10. At length the crisis has come. One of the French ships is disabled and leaves a gap between itself and the next. Rodney immediately pushes his ship through the gap, thus breaking the French line. In breaking the line, says an eye-witness, "we passed so near the lame French ship that I could see the gunners throwing away their sponges and hand-spikes in order to save themselves by running below." The captains coming next to the admiral follow him through the fatal gap, thus crumpling up the French centre, and placing the French flag-ship and six others between two fires.

11. De Grasse fought his flag-ship like a gallant sailor. She was the finest ship afloat carrying 106 guns and a crew of 1300 men. In vain he signalled for help. The ships that had formed his van and his rear were flying in opposite directions. The British ships, one after another, drew round the doomed ship. When his cartridges were exhausted, De Grasse ordered powder barrels to be hoisted from the hold, and loose powder to be poured into the guns with a ladle. By sunset there were but three unwounded men on the upper deck. More slain or wounded men lay around her guns than in Rodney's whole fleet. At six o'clock, the unfortunate admiral, with his own hands, hauled down his flag.

12. Six ships fell to the British, but one caught fire and burned to the water's edge, while three were so mauled that they foundered before reaching port. The battle of Saints is famous for the skilful tactics of the victor and for the important results of the victory. Combined with the successful defence of Gibraltar, it induced the allies to bring the war to a close by the Treaty of Versailles (1783). By this treaty the independence of the United States was acknowledged. But beyond the loss of her American colonies, Britain had weathered the storm with little damage to herself.

13. The forcible separation, however, between the mother-country and her colonies bequeathed for many generations a feeling of bitterness between the two nations. But a better day has now dawned. A new bond of sympathy has arisen between them as two branches of the same Anglo-Saxon race. They are divided by a wide ocean, but at critical times it has been plainly proved that "blood is thicker than water." A voice has passed across the ocean from either side, and this is the message it tells:—

"Kinsmen, hail!
We severed have been too long:
Now let us have done with a worn-out tale,
The tale of an ancient wrong,
And our friendship last long as Love doth last,
And be stronger than death is strong."

(3) AUSTRALASIA BROUGHT TO LIGHT.

1. Britain had now lost her chief colonies in the New World, but a newer world was waiting for her to occupy. This newer world was Australia, whose existence was not known until fifty years after Columbus made his famous discovery. The first to get a glimpse of Australia were the Dutch, who called it New Holland; but they only touched on its northern and western coasts, and knew nothing of the extent and character of the interior. To a Dutchman also, named Tasman, is due the honour of having first lighted on New Zealand and Tasmania, but he did little or nothing in exploring these lands and mapping out their coasts. It was reserved for an Englishman, the famous Captain Cook, to explore the coasts and definitely fix the situation of those southern lands that now form so important a part of King Edward's Realm.

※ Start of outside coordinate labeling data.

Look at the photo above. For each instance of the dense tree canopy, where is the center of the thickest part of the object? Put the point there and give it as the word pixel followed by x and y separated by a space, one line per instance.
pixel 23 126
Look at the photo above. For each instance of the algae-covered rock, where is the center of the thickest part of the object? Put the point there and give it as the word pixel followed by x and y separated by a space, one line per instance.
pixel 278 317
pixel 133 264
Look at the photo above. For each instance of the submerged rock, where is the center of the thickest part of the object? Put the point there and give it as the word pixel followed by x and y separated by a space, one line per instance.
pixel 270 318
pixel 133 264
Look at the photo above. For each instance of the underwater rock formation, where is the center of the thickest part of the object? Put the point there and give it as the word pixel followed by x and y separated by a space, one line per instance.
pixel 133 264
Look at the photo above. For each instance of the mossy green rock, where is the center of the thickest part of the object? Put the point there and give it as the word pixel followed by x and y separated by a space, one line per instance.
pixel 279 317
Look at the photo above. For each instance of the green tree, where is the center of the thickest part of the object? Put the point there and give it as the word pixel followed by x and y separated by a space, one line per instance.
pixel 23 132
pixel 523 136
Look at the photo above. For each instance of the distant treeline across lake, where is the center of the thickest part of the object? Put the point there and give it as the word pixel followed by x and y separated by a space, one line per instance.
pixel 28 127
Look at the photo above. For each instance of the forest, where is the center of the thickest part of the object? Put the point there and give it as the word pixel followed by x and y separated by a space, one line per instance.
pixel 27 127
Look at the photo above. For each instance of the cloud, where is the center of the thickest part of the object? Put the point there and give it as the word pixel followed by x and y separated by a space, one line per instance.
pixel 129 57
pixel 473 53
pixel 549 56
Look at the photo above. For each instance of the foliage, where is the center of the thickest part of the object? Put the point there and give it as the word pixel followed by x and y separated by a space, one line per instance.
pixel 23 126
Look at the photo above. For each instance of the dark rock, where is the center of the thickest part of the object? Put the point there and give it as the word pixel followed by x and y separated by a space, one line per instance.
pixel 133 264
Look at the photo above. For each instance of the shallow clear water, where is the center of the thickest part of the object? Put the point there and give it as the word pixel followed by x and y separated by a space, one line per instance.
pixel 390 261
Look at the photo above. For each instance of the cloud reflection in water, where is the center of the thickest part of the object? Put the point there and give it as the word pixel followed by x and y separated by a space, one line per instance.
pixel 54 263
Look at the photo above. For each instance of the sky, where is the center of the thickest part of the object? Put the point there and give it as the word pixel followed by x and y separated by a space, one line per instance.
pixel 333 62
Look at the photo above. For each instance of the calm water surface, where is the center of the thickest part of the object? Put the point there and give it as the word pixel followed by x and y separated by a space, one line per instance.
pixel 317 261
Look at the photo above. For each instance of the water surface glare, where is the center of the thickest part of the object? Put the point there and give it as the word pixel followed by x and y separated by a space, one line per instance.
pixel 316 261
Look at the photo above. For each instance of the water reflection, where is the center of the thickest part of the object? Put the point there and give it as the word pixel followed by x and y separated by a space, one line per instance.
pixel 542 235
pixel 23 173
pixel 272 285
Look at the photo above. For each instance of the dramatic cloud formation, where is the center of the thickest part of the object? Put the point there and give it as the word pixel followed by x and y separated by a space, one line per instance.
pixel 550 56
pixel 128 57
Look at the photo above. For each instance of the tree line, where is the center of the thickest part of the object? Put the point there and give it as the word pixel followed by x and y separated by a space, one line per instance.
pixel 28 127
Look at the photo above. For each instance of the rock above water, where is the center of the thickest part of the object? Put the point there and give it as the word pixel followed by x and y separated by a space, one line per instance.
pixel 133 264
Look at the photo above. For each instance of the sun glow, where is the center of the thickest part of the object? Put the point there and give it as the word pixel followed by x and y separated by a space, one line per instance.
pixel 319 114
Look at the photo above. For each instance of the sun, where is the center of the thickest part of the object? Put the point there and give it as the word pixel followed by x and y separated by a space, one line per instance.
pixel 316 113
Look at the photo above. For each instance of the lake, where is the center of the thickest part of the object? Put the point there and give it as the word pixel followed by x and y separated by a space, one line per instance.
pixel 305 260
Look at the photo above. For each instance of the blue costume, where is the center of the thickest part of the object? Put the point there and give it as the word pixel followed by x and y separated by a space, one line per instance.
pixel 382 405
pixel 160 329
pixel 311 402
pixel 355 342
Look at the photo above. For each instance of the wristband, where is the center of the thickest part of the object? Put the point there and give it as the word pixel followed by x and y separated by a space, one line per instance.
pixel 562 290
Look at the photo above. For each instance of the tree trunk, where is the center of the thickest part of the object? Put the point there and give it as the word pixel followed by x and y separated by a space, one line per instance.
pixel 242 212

2. This celebrated explorer was the son of a day-labourer in Yorkshire, and, when a boy of six or seven, was set to work at bird-scaring on a farm. The farmer's wife, taking an interest in the lad, taught him to read and write, which few poor boys in his days were able to do. A year or two later we find him ship-boy to a collier. Whilst serving as a sailor before the mast, James Cook did what was seldom done by men in his position, he went on with his learning, and mastered the rules of navigation and the mode of making charts. For thirteen years he went on learning his business as a mariner, and training himself to take things as they came and to look on hardships and coarse or scanty fare as matters of no account in a seaman's life.

3. On the outbreak of the Seven Years' War Cook's chance came to him. He entered the royal navy, and by his talents attracted the notice of his captain and was appointed "master" of the Mercury. Whilst holding this post he was sent to the St. Lawrence to prepare for Wolfe's expedition to Quebec, by taking soundings of the river and laying down a chart. So well was this work done that not only did the fleet reach Quebec without a mishap, but the work has needed but little re-doing from that day to this. This service to his country was not forgotten; and when it was resolved to send an exploring expedition to the Southern Ocean, James Cook was placed in command.